The Friday after I got back from Amherst, Eliza and I took a brief walk through downtown. I'd only been back a few days, still recouping from the time away. As we walked, a feeling of unfamiliarity came over us. The place we once knew to be our own was being overrun by strangers.
"Who are these people?"
"What are their motivations?"
Living in Amherst for two months changed my perspective. More specifically, it forced me to understand that as much as I loved this city, it didn't need me and perhaps I didn't need it either.
Once upon a time, I dreamed my entire existence being lived out in Durham. I was born here, I grew up here, went to school here, college here, worked here. Through all of that, my story and Durham's became intertwined in my head. Neither one would go on without the other.
Now, with every passing day, we grow further apart.
This is what most of us wanted.
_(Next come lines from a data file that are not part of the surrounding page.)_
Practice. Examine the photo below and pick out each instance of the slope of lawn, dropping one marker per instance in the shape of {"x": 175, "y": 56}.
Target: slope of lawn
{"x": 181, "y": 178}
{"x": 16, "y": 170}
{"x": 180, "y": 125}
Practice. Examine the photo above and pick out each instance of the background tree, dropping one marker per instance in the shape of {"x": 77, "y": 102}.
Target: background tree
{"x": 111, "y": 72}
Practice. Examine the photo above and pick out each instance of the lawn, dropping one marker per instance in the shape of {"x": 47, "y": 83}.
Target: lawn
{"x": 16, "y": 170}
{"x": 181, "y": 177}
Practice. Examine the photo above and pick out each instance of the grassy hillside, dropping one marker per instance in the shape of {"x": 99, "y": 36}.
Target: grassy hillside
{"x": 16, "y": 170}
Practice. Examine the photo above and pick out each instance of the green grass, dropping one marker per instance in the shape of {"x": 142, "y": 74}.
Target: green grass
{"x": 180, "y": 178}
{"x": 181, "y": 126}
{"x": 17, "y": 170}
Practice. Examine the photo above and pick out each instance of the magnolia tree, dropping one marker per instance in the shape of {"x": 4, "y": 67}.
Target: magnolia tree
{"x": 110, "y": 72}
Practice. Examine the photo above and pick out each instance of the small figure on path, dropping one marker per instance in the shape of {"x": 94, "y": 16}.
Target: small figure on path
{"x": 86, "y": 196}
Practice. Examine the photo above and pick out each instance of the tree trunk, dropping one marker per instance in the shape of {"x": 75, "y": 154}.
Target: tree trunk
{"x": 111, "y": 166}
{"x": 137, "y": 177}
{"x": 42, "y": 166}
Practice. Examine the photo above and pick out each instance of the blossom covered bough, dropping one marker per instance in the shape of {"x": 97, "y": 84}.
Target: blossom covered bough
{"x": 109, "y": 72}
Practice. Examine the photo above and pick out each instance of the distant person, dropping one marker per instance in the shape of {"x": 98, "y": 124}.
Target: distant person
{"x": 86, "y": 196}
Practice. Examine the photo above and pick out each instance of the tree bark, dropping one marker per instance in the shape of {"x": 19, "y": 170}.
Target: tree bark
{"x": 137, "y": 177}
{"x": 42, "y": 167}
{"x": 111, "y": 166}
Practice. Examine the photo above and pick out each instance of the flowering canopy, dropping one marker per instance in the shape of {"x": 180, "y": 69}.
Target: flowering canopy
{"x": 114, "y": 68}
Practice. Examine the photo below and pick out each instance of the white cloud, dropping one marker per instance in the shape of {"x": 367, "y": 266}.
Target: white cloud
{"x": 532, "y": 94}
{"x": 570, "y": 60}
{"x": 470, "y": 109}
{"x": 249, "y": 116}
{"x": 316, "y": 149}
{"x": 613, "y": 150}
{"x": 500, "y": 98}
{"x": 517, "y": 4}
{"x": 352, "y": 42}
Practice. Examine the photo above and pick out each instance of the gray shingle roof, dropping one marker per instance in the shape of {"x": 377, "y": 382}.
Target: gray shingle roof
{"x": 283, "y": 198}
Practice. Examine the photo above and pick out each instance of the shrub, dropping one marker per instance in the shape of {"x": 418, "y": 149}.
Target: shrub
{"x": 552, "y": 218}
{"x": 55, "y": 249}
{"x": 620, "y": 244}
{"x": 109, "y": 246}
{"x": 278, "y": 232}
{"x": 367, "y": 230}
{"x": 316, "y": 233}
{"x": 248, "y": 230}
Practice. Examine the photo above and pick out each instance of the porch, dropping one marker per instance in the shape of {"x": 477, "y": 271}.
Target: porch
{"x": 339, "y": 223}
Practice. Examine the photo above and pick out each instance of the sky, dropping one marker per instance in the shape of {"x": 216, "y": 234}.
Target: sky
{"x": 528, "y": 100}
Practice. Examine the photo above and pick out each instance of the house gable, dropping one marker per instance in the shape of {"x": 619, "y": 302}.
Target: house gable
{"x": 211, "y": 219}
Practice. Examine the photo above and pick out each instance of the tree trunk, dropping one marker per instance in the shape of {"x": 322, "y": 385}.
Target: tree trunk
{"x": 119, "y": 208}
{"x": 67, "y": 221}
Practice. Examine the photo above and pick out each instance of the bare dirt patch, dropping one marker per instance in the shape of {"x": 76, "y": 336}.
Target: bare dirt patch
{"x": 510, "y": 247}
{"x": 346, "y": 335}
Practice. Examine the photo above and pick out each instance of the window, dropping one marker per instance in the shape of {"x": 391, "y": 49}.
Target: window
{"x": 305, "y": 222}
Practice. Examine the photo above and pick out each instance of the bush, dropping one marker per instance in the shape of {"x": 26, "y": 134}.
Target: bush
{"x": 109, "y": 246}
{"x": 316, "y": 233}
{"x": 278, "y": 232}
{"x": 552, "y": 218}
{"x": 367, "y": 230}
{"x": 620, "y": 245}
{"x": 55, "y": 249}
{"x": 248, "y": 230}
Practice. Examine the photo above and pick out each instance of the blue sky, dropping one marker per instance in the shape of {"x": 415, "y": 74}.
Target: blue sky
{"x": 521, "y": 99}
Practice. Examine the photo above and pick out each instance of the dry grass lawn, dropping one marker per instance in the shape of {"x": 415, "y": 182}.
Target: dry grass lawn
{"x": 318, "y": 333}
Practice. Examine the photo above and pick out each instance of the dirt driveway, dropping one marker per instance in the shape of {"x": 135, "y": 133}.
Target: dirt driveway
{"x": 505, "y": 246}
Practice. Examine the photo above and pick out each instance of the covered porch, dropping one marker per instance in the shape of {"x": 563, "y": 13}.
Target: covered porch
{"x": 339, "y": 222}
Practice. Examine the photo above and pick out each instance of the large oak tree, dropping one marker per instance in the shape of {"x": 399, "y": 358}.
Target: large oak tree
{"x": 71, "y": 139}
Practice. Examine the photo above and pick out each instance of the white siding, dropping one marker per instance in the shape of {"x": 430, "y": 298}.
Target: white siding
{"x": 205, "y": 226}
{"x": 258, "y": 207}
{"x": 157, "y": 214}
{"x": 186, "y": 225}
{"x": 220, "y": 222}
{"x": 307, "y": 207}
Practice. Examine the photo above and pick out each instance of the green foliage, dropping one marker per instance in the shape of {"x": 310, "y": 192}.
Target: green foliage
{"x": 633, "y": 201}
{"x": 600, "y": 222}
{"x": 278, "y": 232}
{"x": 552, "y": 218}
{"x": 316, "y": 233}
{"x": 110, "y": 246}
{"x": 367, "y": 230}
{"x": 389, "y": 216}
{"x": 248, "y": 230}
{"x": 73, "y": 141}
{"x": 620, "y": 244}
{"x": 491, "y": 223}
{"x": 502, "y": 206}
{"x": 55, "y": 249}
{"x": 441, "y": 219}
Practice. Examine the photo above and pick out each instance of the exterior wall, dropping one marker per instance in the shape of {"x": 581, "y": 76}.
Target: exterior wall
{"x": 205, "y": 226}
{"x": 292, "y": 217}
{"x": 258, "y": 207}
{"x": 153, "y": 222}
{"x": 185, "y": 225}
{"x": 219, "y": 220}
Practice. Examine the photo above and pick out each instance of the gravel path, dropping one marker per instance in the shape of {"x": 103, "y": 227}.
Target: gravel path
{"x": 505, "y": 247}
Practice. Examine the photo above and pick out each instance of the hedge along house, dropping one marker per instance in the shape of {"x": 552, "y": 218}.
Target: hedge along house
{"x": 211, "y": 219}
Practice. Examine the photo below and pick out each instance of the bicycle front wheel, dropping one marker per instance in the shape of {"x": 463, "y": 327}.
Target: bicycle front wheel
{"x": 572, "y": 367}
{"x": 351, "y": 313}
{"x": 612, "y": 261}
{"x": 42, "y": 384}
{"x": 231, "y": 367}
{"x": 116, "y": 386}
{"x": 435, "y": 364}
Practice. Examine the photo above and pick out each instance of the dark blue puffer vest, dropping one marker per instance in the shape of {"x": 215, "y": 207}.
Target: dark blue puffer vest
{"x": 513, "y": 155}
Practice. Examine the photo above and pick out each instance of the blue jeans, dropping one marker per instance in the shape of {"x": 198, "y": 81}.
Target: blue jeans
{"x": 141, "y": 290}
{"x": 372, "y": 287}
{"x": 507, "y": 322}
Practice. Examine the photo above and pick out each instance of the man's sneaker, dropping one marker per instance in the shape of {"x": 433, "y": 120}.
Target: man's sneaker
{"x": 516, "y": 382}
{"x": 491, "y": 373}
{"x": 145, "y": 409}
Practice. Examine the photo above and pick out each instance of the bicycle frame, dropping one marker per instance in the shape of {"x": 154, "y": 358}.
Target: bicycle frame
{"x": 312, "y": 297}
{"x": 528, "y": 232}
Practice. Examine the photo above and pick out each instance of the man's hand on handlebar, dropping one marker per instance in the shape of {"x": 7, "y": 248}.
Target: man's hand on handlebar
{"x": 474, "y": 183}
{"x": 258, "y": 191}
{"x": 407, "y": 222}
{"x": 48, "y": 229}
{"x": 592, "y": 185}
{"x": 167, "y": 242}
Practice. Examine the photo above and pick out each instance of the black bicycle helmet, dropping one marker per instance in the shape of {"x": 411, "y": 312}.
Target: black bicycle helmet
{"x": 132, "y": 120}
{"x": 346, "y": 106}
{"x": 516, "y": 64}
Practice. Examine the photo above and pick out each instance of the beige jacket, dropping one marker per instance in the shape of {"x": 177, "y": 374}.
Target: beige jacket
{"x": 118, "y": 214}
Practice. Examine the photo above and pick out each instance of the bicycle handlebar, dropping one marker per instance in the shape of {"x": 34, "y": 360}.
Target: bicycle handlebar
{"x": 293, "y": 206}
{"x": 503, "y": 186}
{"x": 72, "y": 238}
When Durham was the elephant graveyard beyond what the light touches, no one wanted to come here. For those that were here, we were content. We had our sanctuary. A blank canvas to paint how we saw fit. Growth helped us get more paint and a bigger canvas, but it also meant more artists, some of whom didn't share our creative vision for what this city could become.
So here we are, at a crossroads, with little hope to return to the quaint small neighborhood we once were. Change is the only constant in this world. Fighting against it would be foolish. But we're a protective bunch. It's hard for us to give up on the dream we once had for Durham, for ourselves. These strangers that walk the streets at night have come from far and wide to be part of the Durham experiment but we are reluctant to open our hearts to them. Can you blame us?
After spending an evening in the company of friends at Motorco, my feeling of resentment returned. Not a soul at the bar looked familiar to me, not even the bartenders. When I first started going to Motorco, there was no one else but the bartenders. I'm sure the owners preferred it be different but I enjoyed having my peaceful refuge.
It was selfish of me to ever think that this town would be built in my image. No one should wield that much control. What I want for Durham isn't everything that should ever exist in Durham. Problem is, if we don't fight for our piece of the pie, someone else will eat it.
Maybe they deserve it.
You can meet a lot of people working behind the counter of a retail store conveniently located next to the city's visitor's center. I did.
Many of those same people, the "strangers" who I just met, have become friends and acquaintances of mine. Everyday, they work to make Durham a better place. I know because I've talked to them about it.
"Who are you?"
"What are your motivations?"
Turns out, their motivation are eerily similar to mine. That's why they moved here to begin with.
Durham is my home. Whether I stay, it's special to me. The more people I meet, the more I come to understand that it's special to others as well, newcomers and long-time residents alike. Who am I to say if their claims on Durham are valid or deserve more merit than my own?
Come one, come all. Durham is lucky to have you.